So let's state the problem. You need a website, but you can't afford a very good one.
So let me make a proposal. What if a hosted site could be provided, and a very reasonable fee, and included the following features.
- A highly configurable blog.
- RSS feeds for not only the blog, but podcasts as well.
- Two dozen pre-build page templates.
- Build as many template based pages as you need.
- Calender tool, add upcoming events to any page.
- User personalization tools (user login, preference settings).
- Password protected pages.
- Mailer forms (sales request, support request, etc).
- Page tracking plug-in via Google Analytics, Omniture, or Web-Trends.
- Online polls.
- Image optimization tools (for those without the tools).
- Photo gallery.
- Design support at hourly rate (for custom templates, graphics work).
- Application, site, and database monitoring.
- OS and application patching.
- Free upgrades.
What if you added to the list of canned applications. Perhaps you could add applications that you might find in an Intranet. Would you be willing to outsource your intranet? What if the applications could be run as a remote web service?
These are open questions. I have no answers.
Reference:
Do-it-yourself Software Services
Retailers buy into hosted applications
Hosted applications: Hosting gets hot
1 comment:
I've actually seen something like this for sites specifically for real estate brokerages.

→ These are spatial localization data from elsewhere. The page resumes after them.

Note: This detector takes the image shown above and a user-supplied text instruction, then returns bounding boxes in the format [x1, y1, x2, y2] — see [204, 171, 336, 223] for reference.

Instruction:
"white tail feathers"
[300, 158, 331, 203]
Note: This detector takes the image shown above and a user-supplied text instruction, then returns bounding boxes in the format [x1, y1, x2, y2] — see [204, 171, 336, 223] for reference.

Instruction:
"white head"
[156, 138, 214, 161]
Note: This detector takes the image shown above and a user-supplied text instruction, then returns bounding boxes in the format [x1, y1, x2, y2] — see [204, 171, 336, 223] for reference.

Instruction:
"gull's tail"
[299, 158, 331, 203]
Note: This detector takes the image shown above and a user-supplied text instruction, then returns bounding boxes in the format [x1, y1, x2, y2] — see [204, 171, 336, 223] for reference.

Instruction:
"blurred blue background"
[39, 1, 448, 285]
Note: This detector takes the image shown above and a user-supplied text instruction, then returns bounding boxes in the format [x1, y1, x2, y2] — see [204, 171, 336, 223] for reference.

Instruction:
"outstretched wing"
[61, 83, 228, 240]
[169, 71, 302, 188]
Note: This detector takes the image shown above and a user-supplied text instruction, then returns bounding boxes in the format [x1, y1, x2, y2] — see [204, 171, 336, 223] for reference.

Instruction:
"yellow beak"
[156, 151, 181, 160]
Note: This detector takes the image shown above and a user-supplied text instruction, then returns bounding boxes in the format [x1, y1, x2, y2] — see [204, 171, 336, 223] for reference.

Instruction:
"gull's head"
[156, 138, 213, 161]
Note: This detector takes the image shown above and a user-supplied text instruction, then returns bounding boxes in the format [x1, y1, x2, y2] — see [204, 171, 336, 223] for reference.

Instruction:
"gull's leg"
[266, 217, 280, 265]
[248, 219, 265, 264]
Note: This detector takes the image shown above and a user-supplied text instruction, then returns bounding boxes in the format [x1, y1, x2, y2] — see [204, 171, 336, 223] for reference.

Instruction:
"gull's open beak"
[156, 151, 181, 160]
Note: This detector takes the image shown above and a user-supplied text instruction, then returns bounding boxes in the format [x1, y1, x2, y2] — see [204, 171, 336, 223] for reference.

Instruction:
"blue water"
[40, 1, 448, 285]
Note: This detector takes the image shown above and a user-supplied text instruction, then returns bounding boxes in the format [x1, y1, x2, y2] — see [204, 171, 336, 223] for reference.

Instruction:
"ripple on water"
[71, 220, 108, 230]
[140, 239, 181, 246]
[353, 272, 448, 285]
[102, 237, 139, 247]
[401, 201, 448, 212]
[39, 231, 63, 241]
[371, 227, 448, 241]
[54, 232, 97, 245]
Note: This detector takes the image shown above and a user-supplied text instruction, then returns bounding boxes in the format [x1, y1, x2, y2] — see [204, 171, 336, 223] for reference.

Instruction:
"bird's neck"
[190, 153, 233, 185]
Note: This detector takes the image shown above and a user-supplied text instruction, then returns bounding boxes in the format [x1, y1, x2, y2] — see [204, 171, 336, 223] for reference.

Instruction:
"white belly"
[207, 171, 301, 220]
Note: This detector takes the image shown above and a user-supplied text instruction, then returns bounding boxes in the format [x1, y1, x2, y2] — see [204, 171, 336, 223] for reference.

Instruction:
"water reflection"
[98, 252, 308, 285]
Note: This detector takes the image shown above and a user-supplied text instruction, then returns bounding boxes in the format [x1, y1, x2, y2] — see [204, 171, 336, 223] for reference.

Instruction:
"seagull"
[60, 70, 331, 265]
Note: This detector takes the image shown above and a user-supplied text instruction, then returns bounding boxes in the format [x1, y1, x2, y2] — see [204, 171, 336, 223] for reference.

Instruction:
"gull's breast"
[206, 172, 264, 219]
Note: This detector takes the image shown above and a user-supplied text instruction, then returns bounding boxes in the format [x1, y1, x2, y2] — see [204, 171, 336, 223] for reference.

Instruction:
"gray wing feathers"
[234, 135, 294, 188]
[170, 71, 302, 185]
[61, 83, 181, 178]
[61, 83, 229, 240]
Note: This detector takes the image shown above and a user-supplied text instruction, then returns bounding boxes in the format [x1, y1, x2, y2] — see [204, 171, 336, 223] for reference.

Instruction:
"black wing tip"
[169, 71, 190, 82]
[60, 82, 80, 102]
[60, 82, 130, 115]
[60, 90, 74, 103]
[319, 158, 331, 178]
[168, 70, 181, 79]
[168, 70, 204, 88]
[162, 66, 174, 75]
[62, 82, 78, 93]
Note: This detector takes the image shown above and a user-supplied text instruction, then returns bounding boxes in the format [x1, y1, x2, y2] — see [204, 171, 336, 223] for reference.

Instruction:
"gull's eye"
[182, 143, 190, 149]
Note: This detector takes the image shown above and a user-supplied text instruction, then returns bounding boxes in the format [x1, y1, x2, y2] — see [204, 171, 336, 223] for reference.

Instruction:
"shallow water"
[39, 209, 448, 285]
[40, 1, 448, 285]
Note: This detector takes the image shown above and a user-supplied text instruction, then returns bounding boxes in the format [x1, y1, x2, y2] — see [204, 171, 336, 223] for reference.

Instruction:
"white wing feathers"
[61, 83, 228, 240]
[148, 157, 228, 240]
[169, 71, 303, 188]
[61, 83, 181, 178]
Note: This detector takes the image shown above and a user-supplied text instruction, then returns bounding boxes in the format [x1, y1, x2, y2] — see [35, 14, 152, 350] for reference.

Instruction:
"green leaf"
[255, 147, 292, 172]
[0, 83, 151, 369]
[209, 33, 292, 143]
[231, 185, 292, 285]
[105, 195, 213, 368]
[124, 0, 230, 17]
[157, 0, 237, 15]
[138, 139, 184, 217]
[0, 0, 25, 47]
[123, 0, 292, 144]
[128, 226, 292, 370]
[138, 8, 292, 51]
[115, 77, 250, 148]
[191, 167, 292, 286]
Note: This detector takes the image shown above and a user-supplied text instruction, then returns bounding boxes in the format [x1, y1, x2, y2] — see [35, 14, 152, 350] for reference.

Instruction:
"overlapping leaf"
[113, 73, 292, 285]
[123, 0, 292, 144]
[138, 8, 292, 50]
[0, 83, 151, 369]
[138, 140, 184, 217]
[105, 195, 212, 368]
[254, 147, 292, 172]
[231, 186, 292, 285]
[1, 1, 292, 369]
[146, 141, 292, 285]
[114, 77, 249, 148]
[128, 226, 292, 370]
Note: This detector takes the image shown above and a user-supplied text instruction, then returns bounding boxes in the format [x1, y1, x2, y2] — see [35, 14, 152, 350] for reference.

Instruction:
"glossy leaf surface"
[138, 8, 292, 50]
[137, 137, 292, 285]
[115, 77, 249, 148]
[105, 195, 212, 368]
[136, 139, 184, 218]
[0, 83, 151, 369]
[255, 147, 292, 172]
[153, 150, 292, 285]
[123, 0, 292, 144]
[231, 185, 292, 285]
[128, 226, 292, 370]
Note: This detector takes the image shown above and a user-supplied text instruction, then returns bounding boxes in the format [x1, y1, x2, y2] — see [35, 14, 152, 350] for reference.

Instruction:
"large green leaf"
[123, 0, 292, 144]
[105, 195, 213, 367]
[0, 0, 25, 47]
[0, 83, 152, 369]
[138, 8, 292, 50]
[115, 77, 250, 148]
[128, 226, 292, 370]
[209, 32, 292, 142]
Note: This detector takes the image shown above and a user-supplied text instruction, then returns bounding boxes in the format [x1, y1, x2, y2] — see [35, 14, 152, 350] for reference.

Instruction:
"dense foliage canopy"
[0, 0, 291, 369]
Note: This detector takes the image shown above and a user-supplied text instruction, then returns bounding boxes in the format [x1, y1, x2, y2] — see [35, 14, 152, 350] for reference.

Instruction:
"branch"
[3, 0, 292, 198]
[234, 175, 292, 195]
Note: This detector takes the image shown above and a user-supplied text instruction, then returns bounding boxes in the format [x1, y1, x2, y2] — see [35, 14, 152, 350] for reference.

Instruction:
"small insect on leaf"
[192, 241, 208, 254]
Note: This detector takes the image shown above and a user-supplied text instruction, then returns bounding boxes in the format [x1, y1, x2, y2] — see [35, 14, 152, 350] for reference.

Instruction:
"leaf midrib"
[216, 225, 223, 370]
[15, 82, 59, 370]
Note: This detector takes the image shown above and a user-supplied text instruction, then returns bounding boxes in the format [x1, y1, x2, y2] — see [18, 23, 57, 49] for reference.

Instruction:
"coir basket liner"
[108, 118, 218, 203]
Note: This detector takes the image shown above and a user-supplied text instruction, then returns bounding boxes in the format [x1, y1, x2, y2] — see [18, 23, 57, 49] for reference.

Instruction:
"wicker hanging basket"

It's so long ago that I can't remember the URL-- at least 5 years ago now-- but it was quite slick... reasonably flexible/tailorable, modules you could pay for individually, a total cost around $100 per month for a very richly configured site (i.e. with lots of useful functionality for real estate selling/buying, contact management, lead capturing, interfaces to the MLS, etc., not "with flaming animated logos and lots of blink tags")...
I think you could do this on a reasonably domain-specific basis, i.e. "sites for amateur sports teams/leagues", "sites for publishing online magazines", "sites for small retail shops", etc. though I think to do it for a general case would be much harder because you can't figure out just the right use cases if you don't know enough about what the site is for.